Нынешний момент, в общем-то, очень для него важный и волнующий, но и сейчас справиться с этой напастью невозможно: веки непреодолимо сползают в напряженный пульсирующий мрак — и грезится-то все что-то решительное, с героическим подтекстом? видимо, навеянное обстановкой. Строгой статуи с мечом и весами тут нет, как нет герба или федерального фетиша в виде портрета президента, но зато есть строгий судебный пристав, исполняющий ко всему прочему функции охранника. Профессиональным взглядом Митя оценил: исполняет на совесть, стоит как вкопанный, выходя покурить, замыкает решетку.

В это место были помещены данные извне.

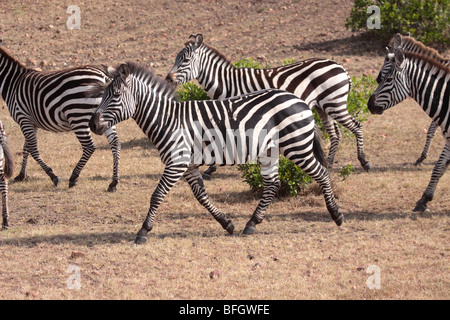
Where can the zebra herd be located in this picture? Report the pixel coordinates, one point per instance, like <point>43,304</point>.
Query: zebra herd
<point>254,115</point>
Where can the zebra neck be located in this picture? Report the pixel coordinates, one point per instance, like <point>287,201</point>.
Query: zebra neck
<point>428,84</point>
<point>155,115</point>
<point>221,80</point>
<point>10,72</point>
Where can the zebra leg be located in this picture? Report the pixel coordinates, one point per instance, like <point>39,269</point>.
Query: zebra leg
<point>114,143</point>
<point>23,171</point>
<point>31,144</point>
<point>170,176</point>
<point>430,135</point>
<point>438,171</point>
<point>333,132</point>
<point>320,174</point>
<point>356,128</point>
<point>88,146</point>
<point>207,174</point>
<point>271,185</point>
<point>195,180</point>
<point>4,191</point>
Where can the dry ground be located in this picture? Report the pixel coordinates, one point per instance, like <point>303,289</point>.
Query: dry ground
<point>298,253</point>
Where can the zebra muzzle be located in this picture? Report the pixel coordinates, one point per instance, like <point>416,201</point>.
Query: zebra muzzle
<point>372,105</point>
<point>170,77</point>
<point>97,124</point>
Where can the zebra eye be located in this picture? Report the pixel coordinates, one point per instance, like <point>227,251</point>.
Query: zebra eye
<point>116,92</point>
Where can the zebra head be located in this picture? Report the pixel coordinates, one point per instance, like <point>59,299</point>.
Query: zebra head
<point>389,59</point>
<point>394,87</point>
<point>117,103</point>
<point>187,62</point>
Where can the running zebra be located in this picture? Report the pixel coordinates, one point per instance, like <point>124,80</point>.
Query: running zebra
<point>6,155</point>
<point>409,44</point>
<point>321,83</point>
<point>223,132</point>
<point>54,101</point>
<point>423,76</point>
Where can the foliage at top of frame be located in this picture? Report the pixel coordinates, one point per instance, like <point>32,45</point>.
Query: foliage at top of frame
<point>426,21</point>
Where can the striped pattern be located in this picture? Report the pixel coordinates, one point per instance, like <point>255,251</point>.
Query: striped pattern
<point>425,77</point>
<point>5,173</point>
<point>412,46</point>
<point>54,101</point>
<point>224,132</point>
<point>323,84</point>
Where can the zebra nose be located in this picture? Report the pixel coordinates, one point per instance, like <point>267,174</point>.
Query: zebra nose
<point>170,77</point>
<point>372,105</point>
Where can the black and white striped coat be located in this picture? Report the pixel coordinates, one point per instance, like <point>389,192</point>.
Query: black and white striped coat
<point>423,76</point>
<point>233,131</point>
<point>412,46</point>
<point>323,84</point>
<point>6,171</point>
<point>56,101</point>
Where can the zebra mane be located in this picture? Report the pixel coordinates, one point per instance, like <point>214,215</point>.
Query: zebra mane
<point>414,49</point>
<point>157,83</point>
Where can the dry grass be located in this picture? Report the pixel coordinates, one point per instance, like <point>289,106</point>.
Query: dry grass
<point>298,252</point>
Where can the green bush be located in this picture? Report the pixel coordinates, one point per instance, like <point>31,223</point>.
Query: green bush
<point>190,91</point>
<point>293,180</point>
<point>427,21</point>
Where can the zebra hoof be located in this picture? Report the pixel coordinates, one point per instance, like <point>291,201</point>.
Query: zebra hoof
<point>20,178</point>
<point>72,183</point>
<point>420,207</point>
<point>339,220</point>
<point>249,230</point>
<point>230,227</point>
<point>112,186</point>
<point>140,239</point>
<point>419,161</point>
<point>56,181</point>
<point>206,176</point>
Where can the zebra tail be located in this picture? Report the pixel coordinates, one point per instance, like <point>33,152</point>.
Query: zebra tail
<point>8,159</point>
<point>319,154</point>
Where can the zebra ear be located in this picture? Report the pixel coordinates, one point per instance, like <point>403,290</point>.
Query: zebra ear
<point>110,71</point>
<point>399,59</point>
<point>397,41</point>
<point>124,71</point>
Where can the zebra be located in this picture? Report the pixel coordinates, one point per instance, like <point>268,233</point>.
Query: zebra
<point>224,132</point>
<point>57,101</point>
<point>5,173</point>
<point>410,45</point>
<point>321,83</point>
<point>424,77</point>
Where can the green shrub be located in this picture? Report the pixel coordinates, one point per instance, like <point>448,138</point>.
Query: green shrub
<point>293,180</point>
<point>362,89</point>
<point>427,21</point>
<point>190,91</point>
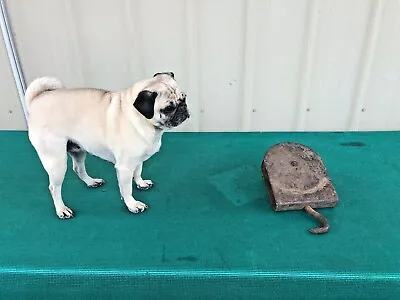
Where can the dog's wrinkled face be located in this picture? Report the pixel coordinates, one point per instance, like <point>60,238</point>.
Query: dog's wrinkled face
<point>162,102</point>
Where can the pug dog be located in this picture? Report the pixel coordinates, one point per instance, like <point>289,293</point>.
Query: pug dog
<point>123,127</point>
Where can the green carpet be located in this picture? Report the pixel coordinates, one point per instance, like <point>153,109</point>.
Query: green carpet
<point>209,232</point>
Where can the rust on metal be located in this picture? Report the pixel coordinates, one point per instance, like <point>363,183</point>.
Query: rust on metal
<point>296,179</point>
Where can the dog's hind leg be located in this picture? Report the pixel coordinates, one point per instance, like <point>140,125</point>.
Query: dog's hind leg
<point>53,155</point>
<point>78,156</point>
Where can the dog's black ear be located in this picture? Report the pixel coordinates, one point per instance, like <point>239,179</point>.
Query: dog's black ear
<point>168,73</point>
<point>144,103</point>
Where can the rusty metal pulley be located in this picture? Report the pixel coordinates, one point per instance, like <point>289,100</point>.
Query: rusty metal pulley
<point>296,179</point>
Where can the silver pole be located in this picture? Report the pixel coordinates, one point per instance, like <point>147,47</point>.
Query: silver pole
<point>12,56</point>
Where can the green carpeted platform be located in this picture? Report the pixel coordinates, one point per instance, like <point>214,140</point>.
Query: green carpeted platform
<point>210,232</point>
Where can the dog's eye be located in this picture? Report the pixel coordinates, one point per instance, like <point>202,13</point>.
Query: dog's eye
<point>169,108</point>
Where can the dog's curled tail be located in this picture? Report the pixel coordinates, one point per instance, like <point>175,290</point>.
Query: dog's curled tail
<point>39,86</point>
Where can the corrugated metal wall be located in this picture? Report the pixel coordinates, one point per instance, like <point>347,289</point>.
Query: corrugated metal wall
<point>11,114</point>
<point>273,65</point>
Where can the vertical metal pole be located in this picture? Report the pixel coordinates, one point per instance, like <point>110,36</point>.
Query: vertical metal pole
<point>12,56</point>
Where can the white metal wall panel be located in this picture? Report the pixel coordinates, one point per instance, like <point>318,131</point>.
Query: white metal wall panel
<point>11,113</point>
<point>247,65</point>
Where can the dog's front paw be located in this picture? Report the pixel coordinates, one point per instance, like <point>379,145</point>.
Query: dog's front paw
<point>96,182</point>
<point>144,184</point>
<point>137,207</point>
<point>64,212</point>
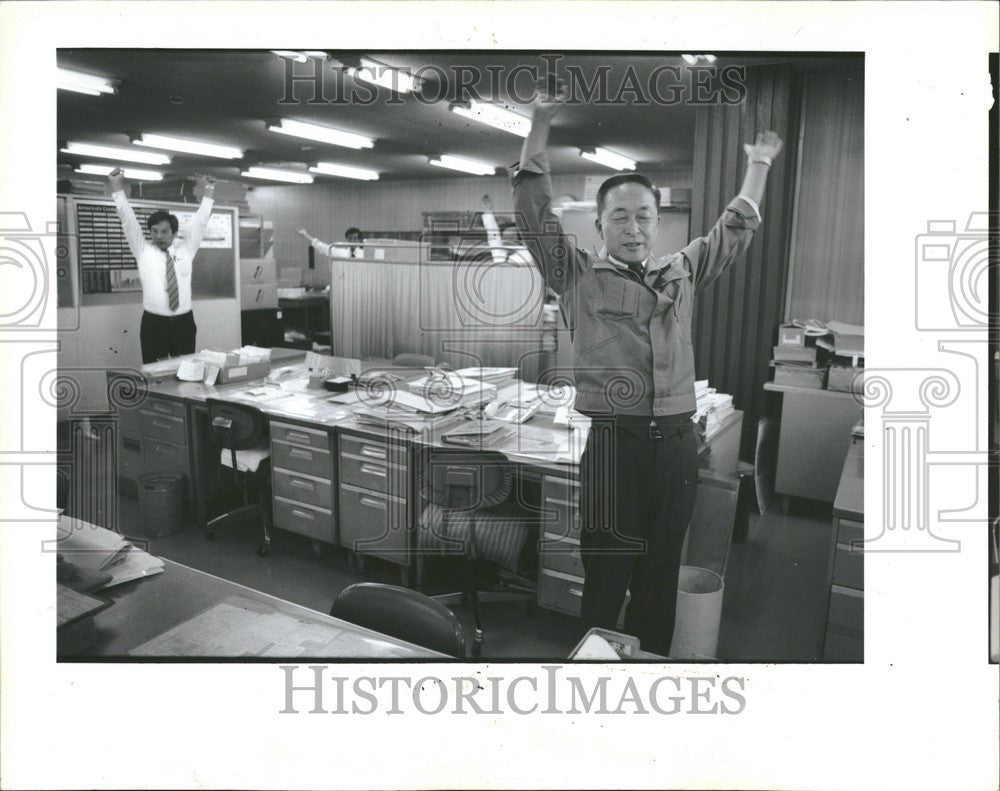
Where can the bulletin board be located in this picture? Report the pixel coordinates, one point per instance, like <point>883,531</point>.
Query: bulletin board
<point>105,264</point>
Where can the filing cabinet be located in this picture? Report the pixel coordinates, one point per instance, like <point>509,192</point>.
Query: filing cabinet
<point>845,623</point>
<point>302,476</point>
<point>162,442</point>
<point>376,498</point>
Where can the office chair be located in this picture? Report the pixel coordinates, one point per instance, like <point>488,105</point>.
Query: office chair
<point>469,514</point>
<point>402,613</point>
<point>241,432</point>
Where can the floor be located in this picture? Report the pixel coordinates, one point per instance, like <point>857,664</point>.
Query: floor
<point>774,606</point>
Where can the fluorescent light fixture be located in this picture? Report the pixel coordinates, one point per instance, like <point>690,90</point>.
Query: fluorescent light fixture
<point>494,115</point>
<point>188,146</point>
<point>69,80</point>
<point>384,76</point>
<point>112,152</point>
<point>130,173</point>
<point>463,164</point>
<point>333,169</point>
<point>322,134</point>
<point>300,56</point>
<point>275,174</point>
<point>608,158</point>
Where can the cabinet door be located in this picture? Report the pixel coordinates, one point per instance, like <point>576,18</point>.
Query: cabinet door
<point>373,523</point>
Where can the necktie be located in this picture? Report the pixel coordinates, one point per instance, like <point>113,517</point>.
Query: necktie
<point>172,295</point>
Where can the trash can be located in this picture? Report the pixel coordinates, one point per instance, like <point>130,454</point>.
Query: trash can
<point>744,500</point>
<point>699,612</point>
<point>161,503</point>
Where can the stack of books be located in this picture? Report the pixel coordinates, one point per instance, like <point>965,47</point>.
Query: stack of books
<point>712,409</point>
<point>797,359</point>
<point>447,390</point>
<point>493,376</point>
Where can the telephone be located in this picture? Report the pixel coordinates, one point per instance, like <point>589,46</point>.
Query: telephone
<point>511,412</point>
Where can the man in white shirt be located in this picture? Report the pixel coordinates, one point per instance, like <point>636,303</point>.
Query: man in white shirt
<point>165,264</point>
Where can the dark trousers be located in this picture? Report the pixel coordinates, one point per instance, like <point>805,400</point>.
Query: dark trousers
<point>637,495</point>
<point>166,336</point>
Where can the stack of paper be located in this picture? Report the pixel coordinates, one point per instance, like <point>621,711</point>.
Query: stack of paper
<point>712,408</point>
<point>443,391</point>
<point>495,376</point>
<point>96,549</point>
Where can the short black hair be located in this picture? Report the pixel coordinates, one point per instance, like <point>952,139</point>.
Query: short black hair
<point>625,178</point>
<point>159,216</point>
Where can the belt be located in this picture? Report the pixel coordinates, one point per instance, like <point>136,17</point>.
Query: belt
<point>666,432</point>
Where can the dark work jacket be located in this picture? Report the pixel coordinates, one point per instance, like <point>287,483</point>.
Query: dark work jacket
<point>632,347</point>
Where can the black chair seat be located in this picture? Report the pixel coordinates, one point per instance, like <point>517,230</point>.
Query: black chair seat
<point>401,613</point>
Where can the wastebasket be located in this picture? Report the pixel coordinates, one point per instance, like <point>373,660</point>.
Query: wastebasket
<point>699,612</point>
<point>161,503</point>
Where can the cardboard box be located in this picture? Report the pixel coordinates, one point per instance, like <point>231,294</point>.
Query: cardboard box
<point>800,376</point>
<point>242,373</point>
<point>845,378</point>
<point>790,335</point>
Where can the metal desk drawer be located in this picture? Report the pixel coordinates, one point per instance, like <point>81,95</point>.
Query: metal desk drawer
<point>374,524</point>
<point>166,457</point>
<point>561,554</point>
<point>848,567</point>
<point>303,488</point>
<point>377,476</point>
<point>311,461</point>
<point>299,435</point>
<point>316,523</point>
<point>169,428</point>
<point>373,450</point>
<point>164,406</point>
<point>558,591</point>
<point>848,531</point>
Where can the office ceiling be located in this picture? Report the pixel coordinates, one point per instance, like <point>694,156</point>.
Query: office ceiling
<point>227,96</point>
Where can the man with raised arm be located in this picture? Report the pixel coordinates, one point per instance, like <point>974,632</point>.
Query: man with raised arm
<point>165,264</point>
<point>633,360</point>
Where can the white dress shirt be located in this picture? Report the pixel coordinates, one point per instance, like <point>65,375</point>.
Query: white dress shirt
<point>152,260</point>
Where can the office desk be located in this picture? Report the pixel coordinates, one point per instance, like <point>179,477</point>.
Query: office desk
<point>814,436</point>
<point>344,483</point>
<point>146,609</point>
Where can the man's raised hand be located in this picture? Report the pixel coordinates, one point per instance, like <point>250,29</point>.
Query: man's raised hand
<point>768,145</point>
<point>116,178</point>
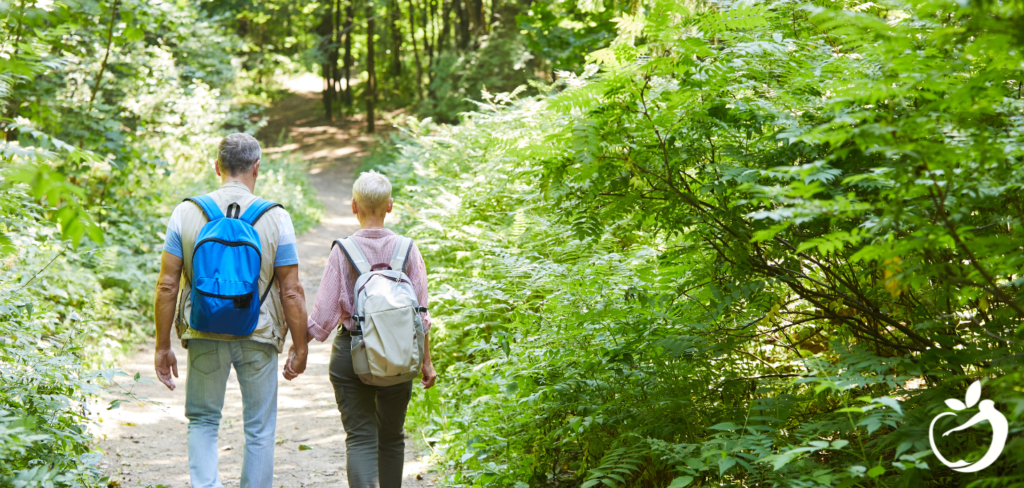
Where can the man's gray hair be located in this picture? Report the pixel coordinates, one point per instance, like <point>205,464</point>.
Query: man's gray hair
<point>238,152</point>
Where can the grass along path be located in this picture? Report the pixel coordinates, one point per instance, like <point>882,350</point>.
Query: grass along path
<point>145,444</point>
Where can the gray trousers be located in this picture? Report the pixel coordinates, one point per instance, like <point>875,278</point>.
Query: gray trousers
<point>373,417</point>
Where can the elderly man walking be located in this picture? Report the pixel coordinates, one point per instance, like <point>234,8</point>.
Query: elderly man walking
<point>222,255</point>
<point>373,406</point>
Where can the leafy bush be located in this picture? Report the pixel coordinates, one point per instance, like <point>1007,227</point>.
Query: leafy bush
<point>112,115</point>
<point>759,247</point>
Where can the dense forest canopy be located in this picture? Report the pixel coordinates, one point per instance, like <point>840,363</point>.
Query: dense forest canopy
<point>672,244</point>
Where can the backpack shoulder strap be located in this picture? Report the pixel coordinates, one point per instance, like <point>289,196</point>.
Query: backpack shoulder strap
<point>400,256</point>
<point>208,206</point>
<point>354,254</point>
<point>256,211</point>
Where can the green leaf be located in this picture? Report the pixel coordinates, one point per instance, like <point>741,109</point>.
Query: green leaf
<point>133,34</point>
<point>680,482</point>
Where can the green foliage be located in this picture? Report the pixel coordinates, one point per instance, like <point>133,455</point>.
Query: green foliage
<point>112,112</point>
<point>759,247</point>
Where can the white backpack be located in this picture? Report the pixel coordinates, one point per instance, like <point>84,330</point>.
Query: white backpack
<point>387,343</point>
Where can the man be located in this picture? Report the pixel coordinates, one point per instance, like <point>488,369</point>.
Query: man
<point>212,355</point>
<point>373,416</point>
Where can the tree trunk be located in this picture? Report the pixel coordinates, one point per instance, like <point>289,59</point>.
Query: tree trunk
<point>464,33</point>
<point>478,17</point>
<point>371,75</point>
<point>428,27</point>
<point>442,40</point>
<point>394,18</point>
<point>416,51</point>
<point>326,30</point>
<point>347,70</point>
<point>336,50</point>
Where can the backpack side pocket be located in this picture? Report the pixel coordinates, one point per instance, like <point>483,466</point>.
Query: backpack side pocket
<point>359,363</point>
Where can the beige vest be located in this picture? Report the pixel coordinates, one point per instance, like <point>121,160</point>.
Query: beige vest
<point>270,328</point>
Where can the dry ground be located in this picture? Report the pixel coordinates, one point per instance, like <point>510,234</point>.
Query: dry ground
<point>145,444</point>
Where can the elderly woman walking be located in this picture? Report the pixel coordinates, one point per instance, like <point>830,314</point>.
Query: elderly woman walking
<point>373,415</point>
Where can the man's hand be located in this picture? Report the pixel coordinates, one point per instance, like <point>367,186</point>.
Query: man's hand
<point>296,363</point>
<point>166,364</point>
<point>429,374</point>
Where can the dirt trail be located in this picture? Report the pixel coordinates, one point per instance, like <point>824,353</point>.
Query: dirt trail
<point>145,444</point>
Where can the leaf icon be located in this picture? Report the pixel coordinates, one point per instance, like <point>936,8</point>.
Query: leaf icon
<point>955,404</point>
<point>974,394</point>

Есть еще строгие девчушки в канцелярии. Очень интересно было наблюдать за ними, втиснувшись в узенькую щелочку между закрытой створкой двери и стойкой, на которую следует выкладывать заполненные бланки. Девчушки совершенно стеклянные, все проводки и шестеренки на виду, так что можно любоваться устройством государственного человека. Митя понял, что ошибался: нет, вовсе не природное хамство движет ими — где рекрутировать столько хамов? — тут гораздо тоньше: ведь церемония общения государства с человеком должна быть соблюдена. Вовсе не абы на чем, не в пустоте беспамятства держится все. Ничего, что так забывчив и рассеян народ — Родина помнит, Родина знает, как с ним нужно — как с ним можно. «Вот она, сила традиции, — подумал Митя, подглядывая за юными служительницами Фемиды. — Вот уж что бессмертно, никакой революцией не одолеть. А как иначе? Как еще удержать всех этих жужжащих людишек на должной дистанции? Ведь если не держать — покусают. Ох, покусают. Экспроприируют по самые помидоры! Как дать им почувствовать свое положение пред этой незримой громадиной, имя которому Государство? Ведь сами не поймут ни за что. Куда там! Все принимают за чистую монету: теперь демократию? только и поминают ее, когда что-нибудь складывается не в их пользу. Как удержать таких, как я, искалеченных божественной русской литературой, вот уже второй век по капле выдавливающих из себя раба? Ведь дай волю — так и будем выдавливать, страдая и бездельничая. Пройдет еще пара столетий, а мы так и не найдем, чем же заменить этого внутреннего раба, чем вытравить этого раба-паразита. Нет, тут с кандачка не получится. Только и остается что ткнуть каждого мордой в каку, заставить зенки виноватые поднять, присмотреться, на какую высоту гавкает».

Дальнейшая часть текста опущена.